Giorgi Meskhishvili's set, a T-shaped metal balcony across the rear of the stage, gives Rickman further conversational chances. With Claudius praying down below, he walks aong the balcony, commenting lightly, "Now might I do it pat," and has almost vanished at the other side before realising that yes, why not?
These humanising details accompanying the suspicion of rhetorical flourish, make the epileptic outbursts of the last scene harder to integrate. In other respects, too, after returning to Denmark, Rickman's Hamlet, like Sherlock Holmes after the Reichenbach Falls, is not quite the man he was. When not writhing on his back beside the grave, he is sunk in torpor, and Sturua's drastic telescoping of the duel allows no time for him to gather his energy.
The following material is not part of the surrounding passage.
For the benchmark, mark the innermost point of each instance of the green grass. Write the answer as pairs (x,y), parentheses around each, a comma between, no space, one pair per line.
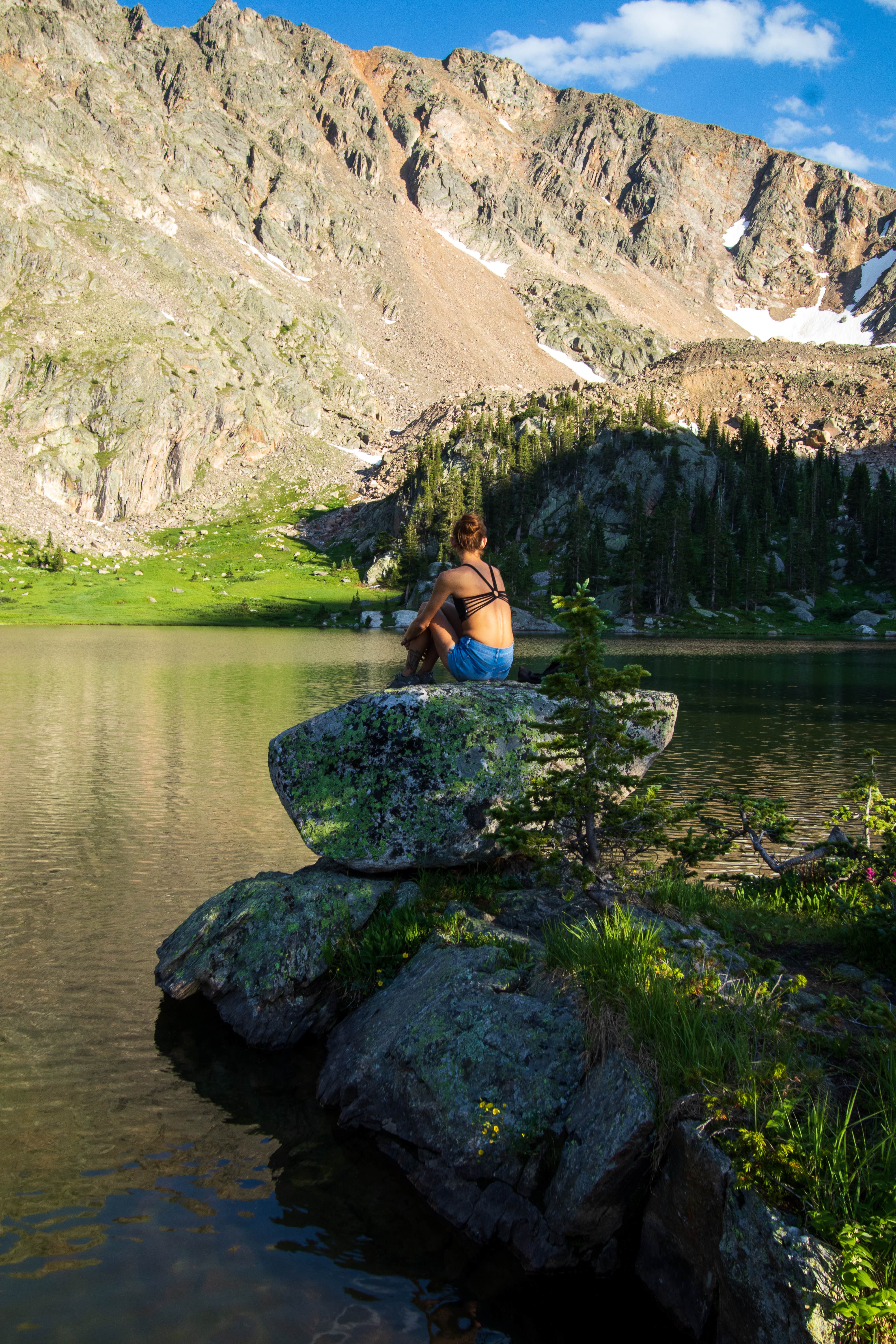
(807,1119)
(696,1040)
(367,960)
(230,572)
The director's intention here baffles me: is the climax of Hamlet's experience sending his two companions to their death in England? The mad scene, with Julia Ford a hurried Ophelia, does not work well, yet the scene of Polonius's humility before his king, comes powerfully to life as Michael Byrne suffers himself to be flung to the floor.
The play ends with Timothy Bateson's mould-breakingly sombre Osric, in bowler hat and spats, picking up the boots discarded by his new sovereign. Bateson played in the British premiere of Waiting for Godot and it looks as if his Godot has come at last. Daniel York's boorish Fortinbras suggests the future will be grim indeed.